There are lots of stories here on Fstoppers about photographers, including fellow writers, who are giving up their current camera brand and changing it for a different one. If you feel you're late for the party, you're not alone.
That's for the eager folks. Brand switching is a subjective decision. If you don't have a technically sound reason for that, you don't have to do the switch.
Am I Switching Anytime Soon?
No. I'm not late for the party at all, because I've never felt the need to attend it. The type of work I do goes well with the camera and lenses I currently have. In my photography, I'm working on commercial portraiture projects. For my style, it requires a camera in full manual mode that can capture a portrait of a person, most of the time using strobes for lighting. I can do that with pretty much any camera that's built for professional use (mainly from materials' perspective).
In my opinion, there are only two factors for changing the camera brand or the camera model.
Whatever the reason for buying a new camera is, it may be cheaper to get one from a different brand. This can be dictated by the need for a second camera or your current one already falling apart. Before making that decision, you need to do the math and see if that will be good for your wallet relative to your current camera and lenses' investment.

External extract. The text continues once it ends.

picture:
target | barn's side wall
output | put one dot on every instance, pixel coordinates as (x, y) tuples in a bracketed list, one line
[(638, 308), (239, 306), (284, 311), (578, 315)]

Insufficiency for a Certain Type of Work
Some people switch to a different camera, because some of the characteristics of their current gear are not as good as other brand's ones. If you base your decision solely on that ground, you will end up spiraling down the rabbits hole. After next year's NAB event, you'll find cameras with yet better overall characteristics.
Why is blindly comparing camera features not the right approach? Because you may not need that feature. I started my business with a Canon 40D, which, back then, was already a discontinued model. It had bad noise above ISO 800 and was only 10 megapixels. Why did it work for me? The price was right, the build quality was right. Most of my work was lit with strobes, and I used the lowest native ISO. The file size was enough for my clients' needs: publishing on the web and 8 by 10 prints in magazines.
Let's have another example on the high price point end: medium format cameras. Most people are drooling over the quality of a Hasselblad or a Phase One. However, if you're a sports photographer and can afford such gear, that will be the worst choice of your career. ISO performance is not that great. The cameras are very slow, because of the large files they create. You won't be able to use them in burst mode. The bodies are heavy, and they usually don't shoot video. Can you say they're worse than a mirrorless or a Nikon D5? No. It's just not the type of camera for every job.